NVIDIA published the full technical report for Nemotron 3 Super on April 17, 2026, detailing the architecture behind its open-weight model designed explicitly for agentic AI workloads. The 120B total parameter model activates only 12B parameters per token through a Mixture-of-Experts architecture, targeting the cost and latency problems that make multi-agent systems impractical at scale.
Architecture: Mamba-Transformer Hybrid with Latent MoE
The technical blog post explains that Nemotron 3 Super interleaves three layer types: Mamba-2 layers for linear-time sequence processing, Transformer attention layers for precise associative recall, and MoE layers for scaling parameter count without proportional compute cost.
The standout architectural choice is latent MoE. Standard MoE routes tokens directly from the full hidden dimension to experts. Nemotron 3 Super compresses tokens into a low-rank latent space before routing, allowing the model to consult 4x as many expert specialists for the same inference cost. According to NVIDIA’s blog, this enables “highly specialized routing, for example, activating distinct experts for Python syntax versus SQL logic, that are only activated when strictly necessary.”
Multi-token prediction (MTP) heads predict several future tokens simultaneously from each position, enabling built-in speculative decoding at inference. NVIDIA reports up to 3x wall-clock speedups for structured generation tasks like code and tool calls, without requiring a separate draft model.
Performance and Context
The model ships with a native 1M-token context window, addressing what NVIDIA calls the “context explosion” problem in multi-agent systems, where agents re-send history, tool outputs, and reasoning steps at every turn. According to the technical blog, multi-agent systems generate up to 15x the tokens of standard chats.

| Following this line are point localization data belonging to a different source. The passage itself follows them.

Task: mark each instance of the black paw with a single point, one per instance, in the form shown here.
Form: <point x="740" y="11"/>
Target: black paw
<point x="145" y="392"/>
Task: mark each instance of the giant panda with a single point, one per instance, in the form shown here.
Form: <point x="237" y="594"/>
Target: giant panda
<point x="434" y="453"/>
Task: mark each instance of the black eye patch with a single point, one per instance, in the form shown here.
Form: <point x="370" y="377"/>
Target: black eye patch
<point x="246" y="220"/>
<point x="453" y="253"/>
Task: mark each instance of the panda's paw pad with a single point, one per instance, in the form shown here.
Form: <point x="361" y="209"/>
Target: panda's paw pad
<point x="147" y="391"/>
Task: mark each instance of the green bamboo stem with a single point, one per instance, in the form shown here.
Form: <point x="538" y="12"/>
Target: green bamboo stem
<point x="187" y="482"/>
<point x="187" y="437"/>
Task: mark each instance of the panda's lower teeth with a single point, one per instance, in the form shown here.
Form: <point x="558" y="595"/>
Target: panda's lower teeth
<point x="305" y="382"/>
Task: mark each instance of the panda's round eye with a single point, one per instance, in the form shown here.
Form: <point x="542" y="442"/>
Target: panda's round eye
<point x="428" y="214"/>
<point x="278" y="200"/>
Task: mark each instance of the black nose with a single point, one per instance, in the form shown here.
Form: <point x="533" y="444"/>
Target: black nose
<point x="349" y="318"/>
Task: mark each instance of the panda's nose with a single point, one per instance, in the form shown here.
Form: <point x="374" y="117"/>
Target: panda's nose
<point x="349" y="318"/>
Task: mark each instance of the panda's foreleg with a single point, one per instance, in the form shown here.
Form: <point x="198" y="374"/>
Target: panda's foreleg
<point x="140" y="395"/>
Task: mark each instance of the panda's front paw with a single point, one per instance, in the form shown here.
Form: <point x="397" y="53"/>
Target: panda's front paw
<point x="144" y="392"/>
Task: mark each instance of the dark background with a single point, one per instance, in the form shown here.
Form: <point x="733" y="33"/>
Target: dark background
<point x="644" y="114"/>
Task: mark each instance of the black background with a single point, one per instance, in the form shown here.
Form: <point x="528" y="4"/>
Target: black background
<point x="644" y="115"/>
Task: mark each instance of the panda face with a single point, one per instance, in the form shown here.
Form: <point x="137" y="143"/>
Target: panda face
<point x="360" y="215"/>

On PinchBench, a benchmark measuring LLM performance as the brain of an OpenClaw agent, Nemotron 3 Super scores 85.6% across the full test suite, making it the highest-scoring open model in its class. NVIDIA reports over 5x throughput compared to the previous Nemotron Super.
Native NVFP4 pretraining on NVIDIA Blackwell hardware cuts memory requirements and speeds up inference by 4x on B200 GPUs compared to FP8 on H100, according to the model card. The model was post-trained with reinforcement learning across 21 environment configurations using more than 1.2 million environment rollouts.
Open Weights, Open Deployment
The model is fully open under the NVIDIA Open License with weights, datasets, and training recipes published. It is already available on Hugging Face, NVIDIA NIM, Ollama, and OpenRouter.
For agent builders evaluating open-weight alternatives to closed API models, the combination of 1M context, 12B active parameters, and the efficiency gains from latent MoE and MTP makes Nemotron 3 Super a direct competitor to proprietary agentic models. Teams running multi-agent orchestration on-premise or through NVIDIA partners can avoid per-inference API costs entirely.